Research Article Volume 6 Issue 1
1Armed Forces Institute of Pathology, Pakistan
2Armed Forces Institute of Transfusion, Pakistan
Correspondence: Rafia Mahmood, Department of Haematology, Armed Forces Institute of Pathology, CMH Road, Rawalpindi, Pakistan, Tel 923365182270, Fax 92514102783
Received: January 12, 2018 | Published: February 9, 2018
Citation: Mahmood R, Alam M, Altaf C, et al. Phenotypic profile of Rh blood group systems among females of child-bearing age in Pakistan. Hematol Transfus Int J. 2018;6(1):34-37. DOI: 10.15406/htij.2018.06.00148
Objective: To determine the distribution of major Rh antigens and its phenotype in women of child bearing age in Northern Pakistan.
Materials and method: The study was conducted in the Armed Forces Institute of Transfusion (AFIT), Rawalpindi in year 2016.A total of 850 female healthy donors of childbearing age from northern areas of Pakistan between 18 to 45 years were included in the study. Forward and reverse ABO grouping was performed by conventional tube method. Rh phenotyping (for rest of the major antigens of Rh system i.e. C, c, E and e) was done using Bio-Rad gel card.
Results: The phenotypic frequencies of Rh blood groups in the studied population were D-94.94%, C-87.53%, E-21.41%, c-61.18% and e-98.59%. Thus ‘e’ was the most common and E was the least common of all the Rh types. Phenotypically DCCee group was the most common phenotype.
Conclusion: Determination of population based frequency data of Rh antigens and phenotypes can play a major role in predicting and managing haemolytic disease of the fetus and newborn (HDFN) and preventing alloimmunization and avoiding adverse events in multi-transfusion cases.

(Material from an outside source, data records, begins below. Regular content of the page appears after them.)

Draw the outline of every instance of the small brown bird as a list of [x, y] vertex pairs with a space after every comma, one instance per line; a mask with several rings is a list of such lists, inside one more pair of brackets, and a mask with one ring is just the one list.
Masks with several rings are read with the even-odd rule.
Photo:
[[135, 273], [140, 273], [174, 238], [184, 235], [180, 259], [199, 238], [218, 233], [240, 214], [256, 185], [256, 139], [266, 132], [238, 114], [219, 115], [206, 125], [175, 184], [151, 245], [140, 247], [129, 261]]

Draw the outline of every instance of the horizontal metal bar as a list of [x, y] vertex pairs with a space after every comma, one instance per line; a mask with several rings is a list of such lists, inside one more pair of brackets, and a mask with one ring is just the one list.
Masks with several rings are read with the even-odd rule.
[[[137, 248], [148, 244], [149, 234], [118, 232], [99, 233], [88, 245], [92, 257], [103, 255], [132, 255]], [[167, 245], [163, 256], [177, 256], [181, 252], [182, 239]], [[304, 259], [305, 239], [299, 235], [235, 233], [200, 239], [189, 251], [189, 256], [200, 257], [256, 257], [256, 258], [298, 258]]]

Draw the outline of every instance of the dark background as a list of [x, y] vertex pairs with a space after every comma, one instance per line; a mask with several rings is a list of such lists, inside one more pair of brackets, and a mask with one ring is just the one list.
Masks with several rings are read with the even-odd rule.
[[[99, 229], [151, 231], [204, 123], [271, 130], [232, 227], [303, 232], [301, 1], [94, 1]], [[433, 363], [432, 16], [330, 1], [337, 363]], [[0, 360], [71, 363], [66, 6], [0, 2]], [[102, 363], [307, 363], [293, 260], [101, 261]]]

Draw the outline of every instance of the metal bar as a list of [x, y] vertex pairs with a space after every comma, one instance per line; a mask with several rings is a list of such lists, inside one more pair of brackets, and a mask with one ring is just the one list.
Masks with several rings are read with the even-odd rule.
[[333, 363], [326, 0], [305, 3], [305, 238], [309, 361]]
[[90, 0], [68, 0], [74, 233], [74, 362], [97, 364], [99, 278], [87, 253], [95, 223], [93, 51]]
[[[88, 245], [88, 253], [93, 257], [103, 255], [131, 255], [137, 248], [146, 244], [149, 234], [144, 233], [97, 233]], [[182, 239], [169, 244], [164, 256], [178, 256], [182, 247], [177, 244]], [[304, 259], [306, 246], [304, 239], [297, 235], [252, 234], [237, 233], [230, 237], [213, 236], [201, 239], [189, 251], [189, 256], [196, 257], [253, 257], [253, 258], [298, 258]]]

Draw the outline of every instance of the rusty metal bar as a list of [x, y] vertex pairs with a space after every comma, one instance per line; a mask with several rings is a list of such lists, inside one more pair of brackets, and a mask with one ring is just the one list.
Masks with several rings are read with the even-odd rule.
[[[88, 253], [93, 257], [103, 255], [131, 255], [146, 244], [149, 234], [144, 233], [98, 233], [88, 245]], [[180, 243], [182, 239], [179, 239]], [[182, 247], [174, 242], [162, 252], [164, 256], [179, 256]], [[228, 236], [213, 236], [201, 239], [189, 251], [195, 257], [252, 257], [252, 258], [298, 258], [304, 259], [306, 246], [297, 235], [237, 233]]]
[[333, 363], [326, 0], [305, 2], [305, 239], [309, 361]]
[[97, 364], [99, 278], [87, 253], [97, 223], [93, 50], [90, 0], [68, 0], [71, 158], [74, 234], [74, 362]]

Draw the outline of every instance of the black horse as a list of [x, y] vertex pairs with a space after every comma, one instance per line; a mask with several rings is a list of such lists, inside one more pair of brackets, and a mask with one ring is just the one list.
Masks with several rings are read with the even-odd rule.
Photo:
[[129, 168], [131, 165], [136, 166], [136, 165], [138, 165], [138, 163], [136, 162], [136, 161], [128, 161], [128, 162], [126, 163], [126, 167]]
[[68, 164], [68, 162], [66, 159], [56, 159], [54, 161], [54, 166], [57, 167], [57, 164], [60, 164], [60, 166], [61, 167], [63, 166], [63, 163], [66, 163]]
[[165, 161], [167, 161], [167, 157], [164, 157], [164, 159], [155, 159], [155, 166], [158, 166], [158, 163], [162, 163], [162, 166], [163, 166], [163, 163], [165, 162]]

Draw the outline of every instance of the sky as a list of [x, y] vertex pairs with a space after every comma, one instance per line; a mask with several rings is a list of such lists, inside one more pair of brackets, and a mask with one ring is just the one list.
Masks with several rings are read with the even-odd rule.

Keywords: Rh blood group, Rh phenotypes, Pakistan
The Rh blood group system discovered in 1939 is only second in importance to the ABO system in terms of transfusion.1 It is a highly complex blood group system with more than fifty different antigens.2 However, most clinical transfusion issues are associated with the five principal antigens D, C, c, E and e. Rh antigens are non-glycosylated proteins in the RBC membrane.3 Two closely linked genes on chromosome 1 control the expression of Rh; one gene RhD codes for the presence of RhD, and a second gene codes for the expression of CcEe antigens.4 The Rh antigens are thought to play a role in maintaining the integrity of the RBC membrane. They may also be involved in transport of ammonium across the RBC membrane.5
Red blood cell stimulation through transfusion or pregnancy leads to antibody production.4 Most Rh antibodies are IgG immunoglobulin and can cross the placenta.6 Rh antibodies have been implicated as a clinically significant cause of hemolytic disease of the fetus and newborn (HDFN) and hemolytic transfusion reactions (HTR), usually delayed transfusion reactions.7 Rh antibodies do not bind complement and Rh mediated hemolytic transfusion reactions usually result in extra vascular hemolysis.8 HDFN occurs due to the maternal IgG antibody that crosses the placenta. This antibody binds to the fetal antigen-positive RBCs, thus leading to their hemolysis.9 Of all the RBC antigens, D is the most immunogenic and responsible for the most severe cases of HDFN.10 The introduction of RhIG (Rh immune globulin) has reduced the incidence of Rh HDFN. Anti-c is the second most common cause followed by anti-E.11
Blood group distributions are different and distinctive for population groups, and can show noticeable differences in geographic prevalence around the world.12 The present study was designed with an aim to see the prevalence and distribution of the Rh antigens in our part of the country as so far there is lack of data on the frequency of Rh phenotypes in our region. Knowledge of the distribution of Rh antigens in our population can be useful for blood banks to maintain their inventory, to find antigen negative blood for alloimmunized patients, to calculate the number of blood units to be cross-matched to find a compatible unit and for the preparation of indigenous cell panels. It is also important as it helps to predict HDFN. This study provides a database to blood banks and transfusion centers for searching antigen negative blood for alloimmunized patients and for the preparation of indigenous cell panels.13
Subjects
A total of 850 healthy females from northern areas of Pakistan were randomly selected for red cell Rh phenotyping. They belonged to different ethnic groups including Pathans, Punjabis, Sindhi, Balochis and people from Gilgit Baltistan. Patients were between the ages of 18-45years. Blood samples were collected from females who came for routine blood grouping, females coming to gynecology and obstetrics outpatient department and indoor patients admitted in gynecology and obstetrics ward. Females with no previous history of any transfusion were included only. All subjects were elaborately apprised about the study and written informed consent was obtained.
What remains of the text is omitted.